A major US energy company has fallen prey to a targeted phishing campaign involving over 1,000 malicious emails equipped with QR codes designed to pilfer Microsoft credentials.
Discovered by Cofense in May, the attack exploited PNG image attachments and redirect links linked to Microsoft Bing, Salesforce, and CloudFlare’s Web3 services, all containing embedded QR codes. The fraudulent messages exploited urgency tactics by posing as Microsoft security alerts, coercing recipients to update their account security settings, thereby redirecting them to a counterfeit Microsoft credential phishing page.
The US energy firm bore the brunt of the phishing scheme, receiving more than 29% of the harmful QR code-laden emails, while other sectors, including manufacturing, insurance, technology, and financial services, also encountered the malicious campaign. The attack’s momentum has rapidly escalated, witnessing an astronomical 2,400% surge in volume since its discovery in May, with a monthly growth rate surpassing 270%, according to Cofense.
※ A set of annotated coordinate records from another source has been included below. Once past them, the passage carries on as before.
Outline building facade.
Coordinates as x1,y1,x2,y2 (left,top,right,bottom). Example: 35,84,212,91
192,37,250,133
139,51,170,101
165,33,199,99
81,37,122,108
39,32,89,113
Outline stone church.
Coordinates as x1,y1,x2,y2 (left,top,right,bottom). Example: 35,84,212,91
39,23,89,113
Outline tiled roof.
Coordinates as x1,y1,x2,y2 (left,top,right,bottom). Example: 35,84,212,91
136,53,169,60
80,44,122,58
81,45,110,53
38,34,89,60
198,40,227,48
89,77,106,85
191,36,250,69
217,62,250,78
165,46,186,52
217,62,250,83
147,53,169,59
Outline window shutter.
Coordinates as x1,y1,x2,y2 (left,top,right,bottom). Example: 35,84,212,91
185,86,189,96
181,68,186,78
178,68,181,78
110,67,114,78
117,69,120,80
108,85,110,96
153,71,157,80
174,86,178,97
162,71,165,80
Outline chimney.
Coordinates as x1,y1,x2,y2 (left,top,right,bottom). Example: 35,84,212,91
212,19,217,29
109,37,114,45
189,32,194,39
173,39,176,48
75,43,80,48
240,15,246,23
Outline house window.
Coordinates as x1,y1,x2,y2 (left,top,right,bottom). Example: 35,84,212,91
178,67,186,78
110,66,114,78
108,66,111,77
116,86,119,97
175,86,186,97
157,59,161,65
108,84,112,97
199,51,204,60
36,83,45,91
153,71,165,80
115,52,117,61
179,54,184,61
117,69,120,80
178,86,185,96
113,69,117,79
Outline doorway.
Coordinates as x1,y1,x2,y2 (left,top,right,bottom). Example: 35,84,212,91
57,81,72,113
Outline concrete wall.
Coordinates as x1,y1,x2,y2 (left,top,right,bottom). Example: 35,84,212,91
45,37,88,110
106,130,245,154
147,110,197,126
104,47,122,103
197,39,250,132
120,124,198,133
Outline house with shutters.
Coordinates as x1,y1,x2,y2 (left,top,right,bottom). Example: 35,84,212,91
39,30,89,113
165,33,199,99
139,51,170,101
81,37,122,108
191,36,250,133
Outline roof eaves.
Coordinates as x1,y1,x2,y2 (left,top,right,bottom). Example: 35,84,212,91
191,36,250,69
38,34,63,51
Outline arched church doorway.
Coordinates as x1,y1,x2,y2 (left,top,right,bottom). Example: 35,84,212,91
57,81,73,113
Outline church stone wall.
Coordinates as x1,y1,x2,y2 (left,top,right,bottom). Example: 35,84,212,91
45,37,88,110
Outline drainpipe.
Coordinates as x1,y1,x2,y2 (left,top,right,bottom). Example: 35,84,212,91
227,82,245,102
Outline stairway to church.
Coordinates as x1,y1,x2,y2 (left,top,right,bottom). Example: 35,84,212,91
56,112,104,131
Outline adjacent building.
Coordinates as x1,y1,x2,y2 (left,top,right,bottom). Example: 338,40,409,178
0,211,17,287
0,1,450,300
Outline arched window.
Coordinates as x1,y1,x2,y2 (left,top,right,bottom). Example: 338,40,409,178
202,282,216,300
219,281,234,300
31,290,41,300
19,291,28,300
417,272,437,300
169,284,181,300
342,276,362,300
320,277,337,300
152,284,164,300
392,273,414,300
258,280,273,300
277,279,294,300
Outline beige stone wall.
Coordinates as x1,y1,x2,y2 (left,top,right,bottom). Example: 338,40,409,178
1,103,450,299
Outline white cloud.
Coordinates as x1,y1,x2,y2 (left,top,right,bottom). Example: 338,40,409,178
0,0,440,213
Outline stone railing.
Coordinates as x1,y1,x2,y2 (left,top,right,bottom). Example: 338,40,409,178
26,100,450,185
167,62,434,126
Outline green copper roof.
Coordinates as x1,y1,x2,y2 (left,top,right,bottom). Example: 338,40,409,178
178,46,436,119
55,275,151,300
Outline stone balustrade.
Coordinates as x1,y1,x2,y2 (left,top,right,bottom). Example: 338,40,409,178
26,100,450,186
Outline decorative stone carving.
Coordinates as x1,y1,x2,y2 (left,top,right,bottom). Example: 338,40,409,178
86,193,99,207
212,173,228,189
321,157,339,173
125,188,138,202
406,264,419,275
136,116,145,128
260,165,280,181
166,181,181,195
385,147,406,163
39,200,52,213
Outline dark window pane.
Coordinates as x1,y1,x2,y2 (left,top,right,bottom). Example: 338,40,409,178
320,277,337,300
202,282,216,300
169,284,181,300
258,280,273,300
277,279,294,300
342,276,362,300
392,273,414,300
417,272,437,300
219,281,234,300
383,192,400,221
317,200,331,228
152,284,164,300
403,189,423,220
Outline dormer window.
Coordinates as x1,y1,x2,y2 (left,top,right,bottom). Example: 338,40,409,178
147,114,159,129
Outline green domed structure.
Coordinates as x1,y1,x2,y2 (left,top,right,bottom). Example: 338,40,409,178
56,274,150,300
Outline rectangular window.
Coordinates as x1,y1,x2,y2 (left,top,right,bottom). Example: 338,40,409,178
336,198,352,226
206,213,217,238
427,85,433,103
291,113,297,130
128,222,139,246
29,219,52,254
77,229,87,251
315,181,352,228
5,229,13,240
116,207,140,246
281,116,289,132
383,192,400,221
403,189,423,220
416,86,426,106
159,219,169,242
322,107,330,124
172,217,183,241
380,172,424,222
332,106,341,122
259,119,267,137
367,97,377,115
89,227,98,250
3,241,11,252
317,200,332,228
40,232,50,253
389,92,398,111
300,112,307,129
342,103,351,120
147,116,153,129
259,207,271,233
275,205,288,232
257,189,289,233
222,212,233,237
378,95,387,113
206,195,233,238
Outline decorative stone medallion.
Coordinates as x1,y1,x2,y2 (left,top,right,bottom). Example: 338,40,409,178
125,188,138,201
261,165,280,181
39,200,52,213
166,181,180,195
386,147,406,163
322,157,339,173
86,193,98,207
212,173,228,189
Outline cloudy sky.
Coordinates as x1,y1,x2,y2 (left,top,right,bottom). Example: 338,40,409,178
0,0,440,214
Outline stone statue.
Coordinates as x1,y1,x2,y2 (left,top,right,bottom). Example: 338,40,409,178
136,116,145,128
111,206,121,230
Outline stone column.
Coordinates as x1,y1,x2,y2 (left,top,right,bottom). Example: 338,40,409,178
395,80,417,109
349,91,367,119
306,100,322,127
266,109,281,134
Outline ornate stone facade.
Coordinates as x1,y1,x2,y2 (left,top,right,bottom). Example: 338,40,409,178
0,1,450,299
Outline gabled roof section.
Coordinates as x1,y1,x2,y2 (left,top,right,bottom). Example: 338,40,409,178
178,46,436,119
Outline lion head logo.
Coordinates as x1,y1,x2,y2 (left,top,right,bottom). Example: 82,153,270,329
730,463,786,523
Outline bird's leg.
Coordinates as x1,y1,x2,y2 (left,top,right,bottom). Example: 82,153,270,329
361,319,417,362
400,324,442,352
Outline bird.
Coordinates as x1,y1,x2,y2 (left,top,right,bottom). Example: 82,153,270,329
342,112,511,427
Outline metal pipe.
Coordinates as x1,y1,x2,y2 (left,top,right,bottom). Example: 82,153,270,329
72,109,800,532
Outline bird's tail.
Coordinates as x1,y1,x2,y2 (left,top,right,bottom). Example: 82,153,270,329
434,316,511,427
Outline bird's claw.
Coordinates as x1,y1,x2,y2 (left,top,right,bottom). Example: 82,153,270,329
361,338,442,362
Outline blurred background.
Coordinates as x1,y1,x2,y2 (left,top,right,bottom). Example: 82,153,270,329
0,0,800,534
Nathaniel Raymond, a cyber threat intelligence analyst at Cofense, revealed that the campaign’s utilization of QR codes spiked notably in mid-June, while by mid-July, the trend further intensified.
Despite the rarity of QR code usage in phishing emails due to their additional engagement step, these codes confer distinct advantages to attackers, leveraging file attachments to bypass Secure Email Gateways (SEGs) and increasing the likelihood of successful delivery. Nathaniel Raymond emphasized the importance of employee training to recognize evolving phishing techniques, particularly involving unconventional methods like QR codes.
Experts underscored the importance of skepticism and caution, urging users to refrain from scanning QR codes from unknown sources and reinforcing the necessity of verifying links before engaging with them.